85 thoughts on “Zucchini “Baba Ghanoush”

  1. Mini, this recipe will come in so handy this summer when we’re hopefully covered up with Zucchini. Looks so wonderfully creamy and yummy, wishing we had some local zukes to give it a try.

    • I don’t think I like anything bland! Try this one – the preparation is very different, with roasting of the zucchini, and then the layer of cooked eggy yogurt…

    • I always got marks for not proofreading, and I still don’t take the time to proofread. If I did I’d catch the typos and autocorrects!

  2. I have the book and have been wanting to make this… why I haven’t yet is another question, but your post is a good reminder! Looks amazing!

    • First of all, thank you! Secondly, I think this is prettier because honest to god, puréed eggplant is not pretty!!!

    • Well this recipe actually utilized zucchini, but you could substitute eggplant for sure. I don’t like traditional baba ghanoush because I’m a color person, and puréed eggplant is terribly unattractive to me!

  3. This sounds so good! Especially since I’m not a big fan of chickpeas. And what a great way to use zucchini which we always seem to have way too many of!

  4. The Roquefort is a little unexpected yet intriguing. I have enjoyed this cookbook as well. They’re pushing some very interesting boundaries.

    • Not intriguing enough for me to use it, but worth trying I guess. An Israeli cuisine expert and chef, Ronit, from Tasty Eats, says there’s no blue cheese in that cuisine, and that he was maybe trying to put his own stamp on this dish. I thought he only provided authentic cuisine in his cookbooks. Live and learn. But it’s really good with the goat cheese!

  5. What a fun recipe idea, Mimi! I would never have thought about using zucchini in place of eggplant. Now I want to try that out myself…and I’ve been looking for a good way to use za’atar spice lately, too! Looks delicious!

    • It’s definitely much prettier than puréed eggplant, if you know what i mean! And the different elements are fun.

  6. Hubby is not wild about eggplant, so this is a very nice option for our kitchen…

    not sure I’ll be able to find goat’s milk yogurt, but maybe…

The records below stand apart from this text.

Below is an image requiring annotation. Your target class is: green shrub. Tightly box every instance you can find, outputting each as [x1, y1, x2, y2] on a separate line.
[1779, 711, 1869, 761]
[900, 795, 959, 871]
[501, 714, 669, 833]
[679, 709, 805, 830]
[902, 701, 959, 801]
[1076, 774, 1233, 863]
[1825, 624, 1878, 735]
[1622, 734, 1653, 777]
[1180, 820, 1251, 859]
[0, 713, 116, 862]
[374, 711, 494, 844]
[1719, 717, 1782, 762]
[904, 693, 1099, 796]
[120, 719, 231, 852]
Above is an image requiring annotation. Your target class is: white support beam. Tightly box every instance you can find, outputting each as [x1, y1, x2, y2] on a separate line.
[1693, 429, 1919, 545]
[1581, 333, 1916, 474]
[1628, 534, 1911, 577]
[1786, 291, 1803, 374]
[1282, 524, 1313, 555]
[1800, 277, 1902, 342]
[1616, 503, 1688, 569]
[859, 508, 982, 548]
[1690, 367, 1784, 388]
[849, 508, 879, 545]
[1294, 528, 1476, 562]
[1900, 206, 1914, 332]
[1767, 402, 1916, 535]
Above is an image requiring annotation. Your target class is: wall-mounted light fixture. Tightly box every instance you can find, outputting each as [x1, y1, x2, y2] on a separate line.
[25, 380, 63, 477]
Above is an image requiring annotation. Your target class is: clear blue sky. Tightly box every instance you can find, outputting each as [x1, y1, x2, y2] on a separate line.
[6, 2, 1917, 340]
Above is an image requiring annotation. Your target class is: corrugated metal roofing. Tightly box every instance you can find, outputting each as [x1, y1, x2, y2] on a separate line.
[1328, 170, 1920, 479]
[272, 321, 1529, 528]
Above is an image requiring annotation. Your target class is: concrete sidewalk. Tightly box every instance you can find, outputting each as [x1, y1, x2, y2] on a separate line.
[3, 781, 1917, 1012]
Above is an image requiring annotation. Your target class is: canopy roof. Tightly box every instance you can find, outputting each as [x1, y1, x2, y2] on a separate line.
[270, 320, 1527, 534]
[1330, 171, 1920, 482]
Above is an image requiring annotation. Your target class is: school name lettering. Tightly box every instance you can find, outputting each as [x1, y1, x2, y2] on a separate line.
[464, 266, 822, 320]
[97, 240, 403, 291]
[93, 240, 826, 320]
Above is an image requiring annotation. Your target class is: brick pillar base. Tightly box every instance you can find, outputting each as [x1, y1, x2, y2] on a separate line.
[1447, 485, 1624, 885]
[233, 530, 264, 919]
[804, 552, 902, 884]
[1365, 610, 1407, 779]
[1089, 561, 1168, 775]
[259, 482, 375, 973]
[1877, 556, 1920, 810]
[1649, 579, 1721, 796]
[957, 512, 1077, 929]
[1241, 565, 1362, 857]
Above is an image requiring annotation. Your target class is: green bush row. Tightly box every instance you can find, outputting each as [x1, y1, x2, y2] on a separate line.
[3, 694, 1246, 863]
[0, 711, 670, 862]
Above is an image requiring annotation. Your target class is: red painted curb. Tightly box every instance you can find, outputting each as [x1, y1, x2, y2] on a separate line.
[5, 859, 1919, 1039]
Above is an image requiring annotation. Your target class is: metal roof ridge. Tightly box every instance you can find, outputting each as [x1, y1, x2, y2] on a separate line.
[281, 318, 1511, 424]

    • Oh, I didn’t. I just used regular. I’ve seen sheep’s yogurt in OKC, but that’s all. But I did use goat cheese!

  7. Dips can be SO good. Many are a little beauty-challenged, but who cares? It’s flavor I’m after, and this looks like it’s packed with it. Good stuff — thanks.

    • Hahahaha! Well that’s easy to do. I probably noticed it because as much as i love eggplant, my husband doesn’t, so this was a perfect substitute. Plus, honestly, traditional baba ghanoush isn’t pretty.

    • There is a recipe for spicy scrambled eggs that is so appealing to me, plus a few others that I’ve bookmarked. It’s a good book.

    • Ottolenghi, and a few others before him, have really brought light to a fabulous cuisine. Thank you!

  8. This looks like a nice combination of ingredients and the length of the list seems manageable (Ottenghi often uses endless ingredients). But I like almost anything that has blue cheese in it :-) I had to giggle at grated Roquefort. If it is real Roquefort, it is so soft there is no way to grate or even crumble it.

    • And according to Ronit, there’s no blue cheese in Israeli cuisine, so obviously this isn’t a traditional dish, either. When I saw “grated,” I assumed it was maybe slightly frozen so it could be grated? Who knows. But this is a lovely and manageable dip!

    • Exactly ! When I had the butter-sautéed pine nuts before, they were on a more traditional hummus, but there was also extra browned butter one top, as one would drizzle olive oil. Amazing.

  9. My husband won’t eat eggplant either, which is a bummer because it’s one of my top 5 favorite foods. This is an excellent substitute for when I make my Middle Eastern spreads. I really must buy Plenty More. Just made a potato and salmon grating by Ottolenghi that was beyond delicious.